Behind Modi’s Blackout in Kashmir
A Jacobin contributor in Kashmir interviewed dozens of ordinary Kashmiris in the midst of Modi’s brutal communications clampdown on the region. Despite the Indian government’s best efforts, Kashmiris’ demands for self-determination cannot stay invisible forever.

A Kashmiri Muslim woman walks in front a graffiti written on a shuttered shop by Kashmirs in the old city after the revocation of special status, on September 19, 2019 in Srinagar, the summer capital of Indian administered Kashmir, India. (Yawar Nazir / Getty Images)
On August 5, the Indian government, led by prime minister Narendra Modi and his Hindu nationalist Bharatiya Janata Party (BJP), abrogated Article 370 of the Indian constitution. Article 370 has accorded a special status to the northern state of Jammu and Kashmir since 1947, including a separate constitution, autonomy over internal administrative matters, and under which only permanent residents were afforded property and franchise rights.
As Samreen Mushtaq and Musadir Amin explain, while Article 370 was illegitimate for granting India power over Kashmir in the first place, it at least articulated some (frequently violated) rights for Kashmiris. Now, “with the article gone, there is nothing tethering Kashmir to India, save for its imperialist designs and settler colonialist goals. Once Kashmir’s land is available for anyone from India to buy, Kashmiris worry that it won’t be long before they’re displaced from their home.”

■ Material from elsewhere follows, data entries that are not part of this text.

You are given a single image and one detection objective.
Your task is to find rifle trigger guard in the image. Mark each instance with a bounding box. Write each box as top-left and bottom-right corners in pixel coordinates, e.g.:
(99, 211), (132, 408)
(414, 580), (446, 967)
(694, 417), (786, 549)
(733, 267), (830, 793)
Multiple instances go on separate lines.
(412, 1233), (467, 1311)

Modi knows there is no democratic basis for such a radical imposition of the Indian government’s power over Kashmir, so he is carrying out Article 370’s abrogation by force. The Indian government has imposed a communications blackout on Kashmir, suspending internet and phone services, all enforced by paramilitary rule. He is hoping to make Kashmir, and Kashmiris, invisible to the wider world, so that he can carry out his political agenda in the region while news agencies continue to regale India as “the world’s largest democracy.”